Since it was considered a natural procedure until the eighteenth century, women gave birth in their own homes assisted by other women, those who had had children themselves and more often those who had, with much practice, become self-appointed midwives. Only in dire emergencies was a medical practitioner called in to assist at the actual birth. When the earliest union workhouses were set up in the eighteenth century they included an infirmary to treat seriously ill inmates, which also oversaw the care of pregnant and nursing mothers. The period immediately following a birth was known as ‘the lying-in’ and this was the title adopted for the first maternity hospitals set up in London. Significantly, the very first, established in 1749, was known as ‘The lying-in hospital for Married Women’. The unmarried mother, as we know from Charles Dickens and Thomas Hardy, had to seek her lying-in in the workhouse. The Lying-In Hospitals took their patients for three weeks, beginning a week before they were due to be delivered. They were, of course, fee-paying, apart from exceptional cases. Initially, they were quite small establishments but they served as ideal training ground for the specialist nurses who became midwives. By the twentieth century midwives were in great demand and by the time we get to the 1950s, as we shall see in the pages that follow, every expectant mother was automatically assigned to the care of a midwife.
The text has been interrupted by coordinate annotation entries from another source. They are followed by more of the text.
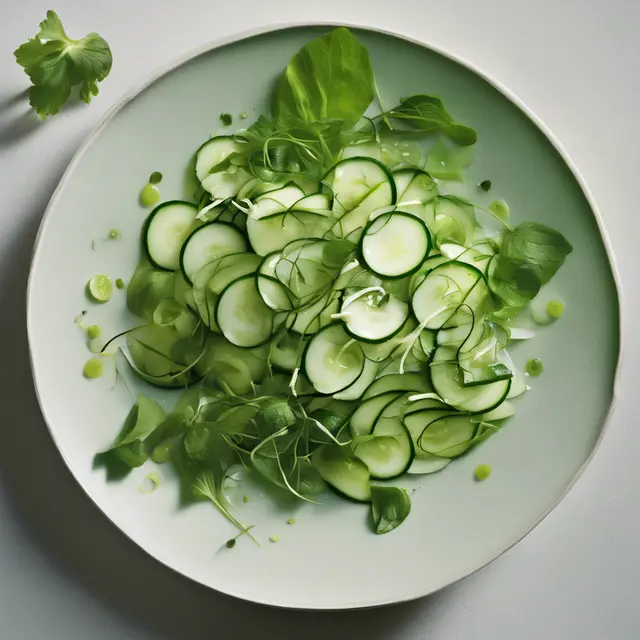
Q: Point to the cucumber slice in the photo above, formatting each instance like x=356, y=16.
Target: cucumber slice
x=437, y=299
x=424, y=465
x=379, y=351
x=241, y=314
x=398, y=382
x=428, y=265
x=448, y=436
x=454, y=220
x=347, y=475
x=446, y=380
x=416, y=196
x=351, y=225
x=332, y=360
x=417, y=419
x=277, y=201
x=354, y=179
x=369, y=323
x=214, y=277
x=273, y=292
x=356, y=390
x=223, y=184
x=394, y=245
x=503, y=411
x=314, y=203
x=366, y=415
x=165, y=231
x=286, y=351
x=314, y=317
x=403, y=178
x=208, y=242
x=273, y=233
x=390, y=452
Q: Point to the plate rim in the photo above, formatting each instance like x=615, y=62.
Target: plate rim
x=218, y=43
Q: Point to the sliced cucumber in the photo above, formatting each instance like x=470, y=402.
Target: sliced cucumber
x=351, y=224
x=369, y=323
x=208, y=242
x=446, y=380
x=428, y=265
x=454, y=220
x=417, y=196
x=424, y=465
x=356, y=390
x=367, y=413
x=342, y=472
x=221, y=184
x=277, y=201
x=379, y=351
x=273, y=292
x=165, y=231
x=286, y=351
x=394, y=245
x=419, y=416
x=214, y=277
x=354, y=179
x=442, y=292
x=273, y=233
x=300, y=268
x=241, y=314
x=398, y=382
x=390, y=452
x=314, y=203
x=332, y=360
x=448, y=436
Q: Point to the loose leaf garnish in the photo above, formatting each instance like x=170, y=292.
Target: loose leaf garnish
x=56, y=63
x=330, y=78
x=427, y=114
x=144, y=418
x=530, y=255
x=390, y=507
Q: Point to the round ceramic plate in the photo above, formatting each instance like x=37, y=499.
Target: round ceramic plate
x=329, y=559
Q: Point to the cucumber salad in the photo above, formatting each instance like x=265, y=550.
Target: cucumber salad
x=334, y=314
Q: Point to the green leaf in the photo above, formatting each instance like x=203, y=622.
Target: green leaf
x=335, y=253
x=427, y=114
x=390, y=507
x=143, y=419
x=329, y=78
x=56, y=63
x=544, y=249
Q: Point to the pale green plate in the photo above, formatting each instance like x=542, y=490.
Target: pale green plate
x=329, y=558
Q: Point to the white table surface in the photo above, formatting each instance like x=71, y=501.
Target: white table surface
x=66, y=573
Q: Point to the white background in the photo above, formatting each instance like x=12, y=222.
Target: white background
x=66, y=573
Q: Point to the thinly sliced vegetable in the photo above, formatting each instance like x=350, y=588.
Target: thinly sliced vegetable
x=343, y=473
x=241, y=314
x=394, y=245
x=208, y=242
x=166, y=229
x=333, y=361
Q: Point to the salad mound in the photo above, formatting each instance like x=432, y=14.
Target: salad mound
x=335, y=314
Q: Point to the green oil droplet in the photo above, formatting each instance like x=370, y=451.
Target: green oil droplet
x=93, y=369
x=534, y=367
x=482, y=472
x=149, y=196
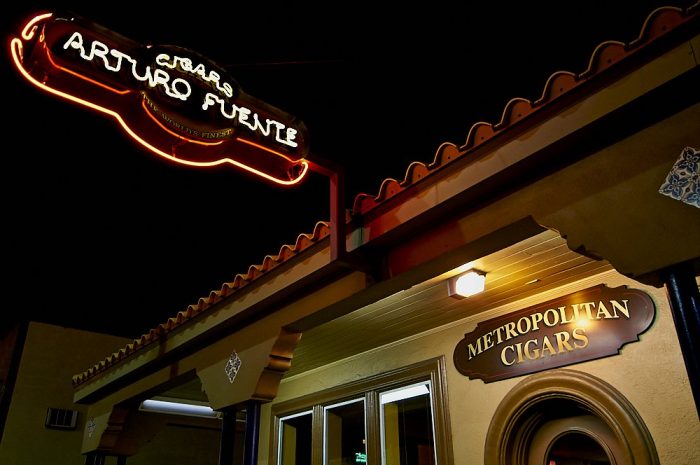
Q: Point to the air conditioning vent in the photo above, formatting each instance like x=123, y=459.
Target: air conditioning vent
x=60, y=418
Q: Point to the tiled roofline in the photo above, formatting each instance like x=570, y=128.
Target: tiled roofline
x=605, y=56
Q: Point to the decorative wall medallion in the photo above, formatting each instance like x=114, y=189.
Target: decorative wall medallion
x=683, y=181
x=232, y=366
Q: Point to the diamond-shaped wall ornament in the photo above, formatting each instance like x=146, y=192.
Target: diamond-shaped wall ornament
x=232, y=366
x=683, y=181
x=91, y=425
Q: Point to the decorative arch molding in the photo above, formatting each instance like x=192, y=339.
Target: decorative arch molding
x=524, y=410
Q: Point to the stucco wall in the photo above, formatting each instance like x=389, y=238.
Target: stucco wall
x=51, y=356
x=650, y=373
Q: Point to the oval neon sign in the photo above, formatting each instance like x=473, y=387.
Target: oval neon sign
x=175, y=102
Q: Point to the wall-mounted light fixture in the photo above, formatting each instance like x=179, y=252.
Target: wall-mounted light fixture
x=178, y=408
x=466, y=284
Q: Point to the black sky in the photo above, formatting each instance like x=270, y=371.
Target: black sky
x=101, y=235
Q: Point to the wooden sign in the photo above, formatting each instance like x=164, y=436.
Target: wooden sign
x=585, y=325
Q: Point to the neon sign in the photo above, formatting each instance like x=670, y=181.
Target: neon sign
x=171, y=100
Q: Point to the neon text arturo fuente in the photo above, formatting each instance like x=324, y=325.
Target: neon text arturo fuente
x=563, y=341
x=172, y=101
x=178, y=88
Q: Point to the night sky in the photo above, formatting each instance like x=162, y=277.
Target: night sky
x=101, y=235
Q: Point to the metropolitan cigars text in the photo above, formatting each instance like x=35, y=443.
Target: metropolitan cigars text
x=578, y=316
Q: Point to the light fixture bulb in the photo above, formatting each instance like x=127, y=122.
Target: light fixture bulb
x=467, y=284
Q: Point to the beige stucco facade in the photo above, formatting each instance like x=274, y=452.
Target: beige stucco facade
x=650, y=373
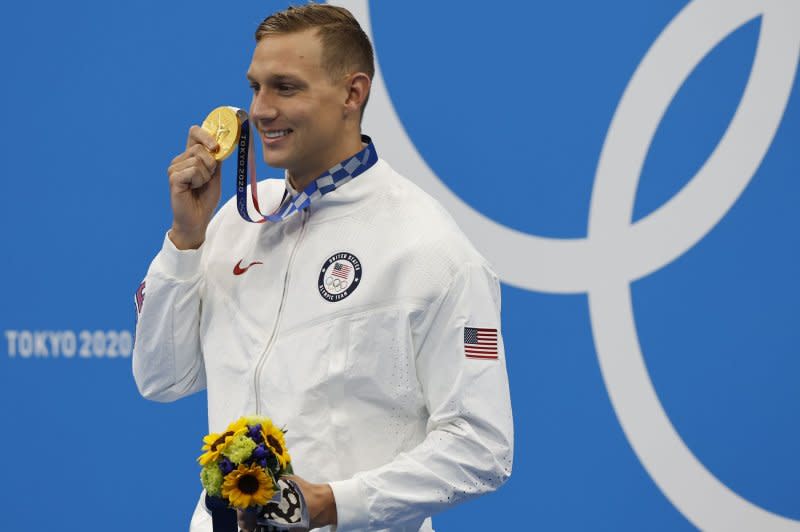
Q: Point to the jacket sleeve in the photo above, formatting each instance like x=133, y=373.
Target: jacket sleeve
x=167, y=358
x=468, y=449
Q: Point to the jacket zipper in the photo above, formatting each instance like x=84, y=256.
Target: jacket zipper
x=263, y=358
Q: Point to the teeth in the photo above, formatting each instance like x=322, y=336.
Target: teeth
x=276, y=134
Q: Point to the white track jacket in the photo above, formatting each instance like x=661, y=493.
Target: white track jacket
x=363, y=325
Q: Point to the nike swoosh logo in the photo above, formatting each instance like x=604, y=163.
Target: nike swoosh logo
x=238, y=270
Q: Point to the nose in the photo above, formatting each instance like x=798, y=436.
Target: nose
x=262, y=107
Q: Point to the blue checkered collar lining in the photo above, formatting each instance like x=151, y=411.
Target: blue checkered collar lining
x=330, y=180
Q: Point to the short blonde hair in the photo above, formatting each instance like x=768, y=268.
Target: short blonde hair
x=345, y=46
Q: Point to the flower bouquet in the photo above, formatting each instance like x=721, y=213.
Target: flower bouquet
x=243, y=464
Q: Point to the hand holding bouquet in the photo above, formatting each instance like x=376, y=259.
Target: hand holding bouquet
x=243, y=464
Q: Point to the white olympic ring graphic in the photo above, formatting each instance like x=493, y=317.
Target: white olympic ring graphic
x=336, y=283
x=616, y=251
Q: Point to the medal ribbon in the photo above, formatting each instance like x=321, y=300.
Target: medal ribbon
x=329, y=181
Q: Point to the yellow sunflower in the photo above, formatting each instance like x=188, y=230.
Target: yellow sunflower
x=273, y=437
x=247, y=486
x=215, y=443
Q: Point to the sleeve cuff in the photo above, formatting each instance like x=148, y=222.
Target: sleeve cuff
x=175, y=263
x=352, y=512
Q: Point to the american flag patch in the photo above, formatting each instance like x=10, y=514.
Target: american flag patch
x=341, y=269
x=139, y=299
x=480, y=343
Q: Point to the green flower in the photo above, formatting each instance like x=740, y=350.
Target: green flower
x=211, y=477
x=240, y=449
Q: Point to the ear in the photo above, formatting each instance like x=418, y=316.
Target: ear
x=358, y=85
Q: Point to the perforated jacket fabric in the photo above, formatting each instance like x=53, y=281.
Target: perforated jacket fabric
x=374, y=388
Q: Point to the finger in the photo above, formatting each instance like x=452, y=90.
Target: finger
x=198, y=135
x=192, y=164
x=202, y=153
x=191, y=178
x=247, y=520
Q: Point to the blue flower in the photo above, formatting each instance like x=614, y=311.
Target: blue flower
x=254, y=431
x=225, y=465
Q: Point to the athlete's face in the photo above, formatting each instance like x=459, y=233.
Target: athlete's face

Quite apart from any help and advice on childcare that doctors and midwives might provide on a personal level, the twentieth century inspired other medical professionals to write about their experiences and the methods they had used in the rearing of babies and young people. The most influential of these was the New Zealander Dr (later Sir) Frederick Truby King (1858–1938). He spent much of his working life as the superintendent of a mental institution, where his research led him to the conclusion that mental ill health was the result of a faulty up-bringing. His regime of a good diet, fresh air, exercise, work, recreation and rest for his patients appeared to achieve good results. When he turned his attention to young children, he came to the conclusion that the cow’s milk on which babies were fed was responsible for many of their ills, and having been impressed during a visit to Japan on the health of the infants there, where breast-feeding was the norm, he proposed that this should be the basis of good child-rearing. He published Feeding and Care of Baby in 1913. Thereafter the book became both widely read and adopted throughout the world. Most of the women who became mothers in the 1950s would have been brought up on the general precepts laid down by King, whose work was carried on enthusiastically in this country by Mabel Liddiard.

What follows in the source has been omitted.